Ein weißer Raum (Kurzgeschichte)

Ich fragte einen ergrauenden Mann, den ich schon lange ob seiner Weisheit bewunderte, wie er nur so einsichtig in die Welt  hatte werden können.

„Oh!“, lachte er daraufhin herzlich, „das haben sich schon viele gefragt. Du aber bist der Erste, der es mich frägt. Darum will ich dir antworten.“

Er führte mich vor meine Wohnung, blieb dort eine Weile stehen und musterte, wohl tief in Gedanken versunken, den grauen Putz. Schließlich meinte er: „Geh nur hinein. Du benötigst lediglich Zeit, um nachzudenken.“

Ich erschrak darüber und wollte dem weisen Mann erwidern, meine Zeit wäre sehr knapp – daher hätte ich ihn überhaupt aufgesucht. Sollten mir zur Weisheit etwa meine letzten paar Tage genügen, während er selbst sie viele lange Jahre gesucht hatte? Über diese Ungerechtigkeit wurde ich innerlich sehr wütend, aber ich hütete mich, einen weisen Mann zu beleidigen. So gab ich ihm zerknirscht besten Dank und trat durch meine Tür.

Die ganze Wohnung aber war zu meinem Staunen einem einzigen weißen Raum gewichen, den nur noch mein furnierter Schaukelstuhl schmückte. Im ersten Moment war ich entsetzt darüber und sorgte mich um meinen übrigen Besitz. Die Sachen aber konnten mir beim Überlegen sowieso keine Hilfe sein; ich ließ mich also einigermaßen beruhigt in den Schaukelstuhl sinken und dachte nach. Wie ich derart grübelnd über meinem Leben saß, breitete sich ein wohliges Behagen in mir aus. Das Nachdenken brachte mir tiefe Befriedigung und ich fragte mich, wieso ich nicht früher damit angefangen hatte. Nach kurzer Zeit fiel mir auch die Antwort ein und ich musste herzlich über mich lachen, eben so, wie es der weise Mann getan hatte.
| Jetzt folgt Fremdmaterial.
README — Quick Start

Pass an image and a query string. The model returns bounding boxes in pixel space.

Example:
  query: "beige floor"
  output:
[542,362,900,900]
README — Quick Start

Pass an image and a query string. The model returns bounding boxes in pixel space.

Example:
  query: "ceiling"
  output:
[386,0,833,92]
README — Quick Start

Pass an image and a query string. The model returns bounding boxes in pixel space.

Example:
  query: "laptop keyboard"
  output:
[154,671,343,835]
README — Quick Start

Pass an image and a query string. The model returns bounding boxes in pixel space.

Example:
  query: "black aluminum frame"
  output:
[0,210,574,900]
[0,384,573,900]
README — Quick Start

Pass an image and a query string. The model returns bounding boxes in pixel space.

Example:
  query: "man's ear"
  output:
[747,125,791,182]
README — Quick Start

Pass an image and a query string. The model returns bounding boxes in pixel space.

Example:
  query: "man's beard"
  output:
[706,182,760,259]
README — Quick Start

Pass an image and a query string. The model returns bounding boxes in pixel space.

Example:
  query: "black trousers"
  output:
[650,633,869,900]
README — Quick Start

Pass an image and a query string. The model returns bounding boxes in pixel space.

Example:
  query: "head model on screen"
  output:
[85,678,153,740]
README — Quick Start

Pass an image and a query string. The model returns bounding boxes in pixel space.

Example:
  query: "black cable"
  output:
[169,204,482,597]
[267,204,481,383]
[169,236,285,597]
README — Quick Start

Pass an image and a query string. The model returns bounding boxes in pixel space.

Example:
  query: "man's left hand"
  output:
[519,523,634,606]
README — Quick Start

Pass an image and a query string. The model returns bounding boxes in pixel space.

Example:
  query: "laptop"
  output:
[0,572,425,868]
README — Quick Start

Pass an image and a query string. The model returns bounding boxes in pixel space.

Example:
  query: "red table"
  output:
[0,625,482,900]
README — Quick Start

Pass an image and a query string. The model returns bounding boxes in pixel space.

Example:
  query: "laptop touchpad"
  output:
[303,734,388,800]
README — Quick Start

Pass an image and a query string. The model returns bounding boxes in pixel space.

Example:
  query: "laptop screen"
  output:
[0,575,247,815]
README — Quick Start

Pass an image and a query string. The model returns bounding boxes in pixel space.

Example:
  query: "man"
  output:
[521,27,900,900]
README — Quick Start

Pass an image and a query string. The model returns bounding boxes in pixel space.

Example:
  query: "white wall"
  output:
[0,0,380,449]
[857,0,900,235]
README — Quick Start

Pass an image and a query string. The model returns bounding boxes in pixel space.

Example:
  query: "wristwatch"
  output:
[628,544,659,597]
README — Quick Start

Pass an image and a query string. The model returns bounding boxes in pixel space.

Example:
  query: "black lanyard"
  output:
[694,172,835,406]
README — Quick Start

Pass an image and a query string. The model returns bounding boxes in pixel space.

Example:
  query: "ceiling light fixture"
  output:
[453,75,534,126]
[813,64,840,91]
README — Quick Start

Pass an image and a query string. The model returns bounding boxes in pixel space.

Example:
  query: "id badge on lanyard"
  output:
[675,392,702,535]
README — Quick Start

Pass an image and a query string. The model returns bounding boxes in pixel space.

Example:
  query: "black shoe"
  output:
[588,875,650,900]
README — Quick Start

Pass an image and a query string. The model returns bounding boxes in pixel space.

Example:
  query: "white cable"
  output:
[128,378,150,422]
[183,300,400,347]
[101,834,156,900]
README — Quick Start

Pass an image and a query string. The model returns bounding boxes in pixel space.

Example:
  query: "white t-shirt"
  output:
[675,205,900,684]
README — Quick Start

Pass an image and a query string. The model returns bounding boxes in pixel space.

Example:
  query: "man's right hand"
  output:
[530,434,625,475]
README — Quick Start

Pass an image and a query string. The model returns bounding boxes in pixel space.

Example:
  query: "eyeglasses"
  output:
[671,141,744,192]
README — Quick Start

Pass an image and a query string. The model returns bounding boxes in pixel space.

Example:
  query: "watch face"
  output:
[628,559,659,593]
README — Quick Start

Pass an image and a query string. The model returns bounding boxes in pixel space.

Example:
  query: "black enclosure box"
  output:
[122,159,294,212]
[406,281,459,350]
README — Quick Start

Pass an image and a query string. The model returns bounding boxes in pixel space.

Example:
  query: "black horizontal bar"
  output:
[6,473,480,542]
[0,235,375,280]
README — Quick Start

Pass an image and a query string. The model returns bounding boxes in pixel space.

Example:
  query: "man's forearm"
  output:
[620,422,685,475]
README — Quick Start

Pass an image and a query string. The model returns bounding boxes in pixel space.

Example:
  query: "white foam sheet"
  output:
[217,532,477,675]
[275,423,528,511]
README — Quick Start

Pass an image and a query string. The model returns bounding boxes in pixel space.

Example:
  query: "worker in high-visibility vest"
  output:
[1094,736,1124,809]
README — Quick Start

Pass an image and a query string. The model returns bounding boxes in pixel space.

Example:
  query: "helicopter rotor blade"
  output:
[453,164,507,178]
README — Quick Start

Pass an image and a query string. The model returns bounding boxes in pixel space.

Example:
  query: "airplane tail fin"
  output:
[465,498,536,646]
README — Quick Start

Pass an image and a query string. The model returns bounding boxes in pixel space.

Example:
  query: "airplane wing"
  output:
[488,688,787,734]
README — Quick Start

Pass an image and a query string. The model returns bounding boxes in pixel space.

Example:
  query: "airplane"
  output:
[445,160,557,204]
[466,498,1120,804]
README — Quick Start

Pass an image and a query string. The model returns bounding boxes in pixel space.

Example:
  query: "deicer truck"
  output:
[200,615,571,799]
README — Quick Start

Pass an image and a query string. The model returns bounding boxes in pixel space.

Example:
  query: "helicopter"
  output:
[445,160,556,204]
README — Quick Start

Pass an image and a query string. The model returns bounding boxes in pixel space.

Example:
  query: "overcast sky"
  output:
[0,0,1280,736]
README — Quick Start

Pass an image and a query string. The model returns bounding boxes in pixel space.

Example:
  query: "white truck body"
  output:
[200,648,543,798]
Bald hatte ich meines Erachtens genügend Weisheit erlangt, um meine übrigen Tage in friedlicher Gewissheit verleben zu können. Ich erhob mich also leicht zitternd aus dem Sessel und schlurfte zur Tür, die aber verschlossen war. Ich hatte sie doch ganz bestimmt nicht abgesperrt! Über diese Begebenheit geriet ich sehr ins Grübeln, sodass ich mich wieder in den Schaukelstuhl setzen musste. Als ich so vor und zurück wippte und überlegte, was die verschlossene Tür zu bedeuten hatte, fiel es mir wie Schuppen von den Augen: Ich würde diesen Raum nicht mehr verlassen.